O’NEILL: Yeah, the atmosphere of Mars is roughly 96% carbon-dioxide, and those molecules absorb a lot of higher pitched sounds, so only low pitch sounds would be able to travel long distances on the red planet. So, the sounds of some city birds here on Earth
[SFX: EARTH BIRDS]
get lost on Mars.
[SFX: MARS BIRDS]
O’NEILL: Also, because the atmosphere is around 100 times less dense than Earth, there are fewer atoms for the sound waves to vibrate through, so volume would be quite a bit softer than here on Earth. The sharp sound of a bike bell
[SFX: EARTH BIKE BELL]
gets muffled on the red planet.
[SFX: MARS BIKE BELL]
O’NEILL: To top it off, Mars’ average surface temperature hovers around negative 80 degrees Fahrenheit.
BASCOMB: Wow, that’s cold – what does that do to the sound?
O’NEILL: All these factors work together to make the Martian speed of sound a little slower than on Earth, where it moves at around 340 meters per second. And on Mars there are actually TWO speeds of sound: low-pitched noises travel at around 240 meters per second, while higher-pitched noises clock in at 250 meters per second. This is because the carbon dioxide molecules in the atmosphere vibrate too rapidly at higher frequencies, and don’t have the time to slow down.
BASCOMB: So, any person on Mars would have to be in a space suit to breathe, of course, but let’s just imagine that two people were able to talk to each other – what would that sound like?
O’NEILL: Well, that would depend on the distance between the two people, but overall, sound would be quieter, and it would take those people a little bit longer to hear each other.
BASCOMB: So, on an alien planet, we would even sound a little alien.
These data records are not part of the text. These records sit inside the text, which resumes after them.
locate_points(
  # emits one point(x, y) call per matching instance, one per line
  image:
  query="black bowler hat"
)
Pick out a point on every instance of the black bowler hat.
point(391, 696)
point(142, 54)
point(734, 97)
O’NEILL: Yep, and NASA even has a tool that will allow you to filter your own Earth audio, so you can hear what it would sound like on Mars.
For example, let’s wrap up by listening to a familiar song. Maybe the Living on Earth theme tune?
BASCOMB: Sure, go for it!
[SFX: LOE THEME, MARS VERSION]
O’NEILL: The Perseverance Rover is now beginning a new stage of its mission, rolling up the slope of the Jezero crater to collect a group of rock samples that scientists are hoping might contain hints of ancient life on the planet’s surface.
[MUSIC: Michael Hedges, “Woman of the World” on Live on the Double Planet, by Michael Hedges, Windham Hill]
BASCOMB:Lebanon is grappling with its worst economic crisis in decades. In the last two years the Lebanese pound has lost roughly 90% of its value, businesses are closing, and unemployment is nearly 30%. But despite the desperate times, communities near the Al-Shouf Cedar Nature Reserve are doubling down on land restoration and reforestation, sustainable agriculture and eco-tourism.
Al-Shouf is a UNESCO Biosphere Reserve, home to the country’s iconic cedar forest. The reserve is a multicultural inclusive endeavor. The majority of the population is Druze, an ethno-religious group that settled the land the middle ages. It’s also home, to Greek Orthodox Christians, Maronites, Sunni Muslim and Syrian refugees. Elizabeth Fitt is a freelance photojournalist based in Beirut. She wrote a story about the Shouf Biosphere Reserve and the community that protects it for Mongabay. Elizabeth Fitt, welcome to Living on Earth!
FITT: Hello, Bobby, thank you so much for having me.
BASCOMB: So please describe the Shouf Biosphere Reserve for someone who hasn't been there. What does it look like? And what does it feel like when you're there?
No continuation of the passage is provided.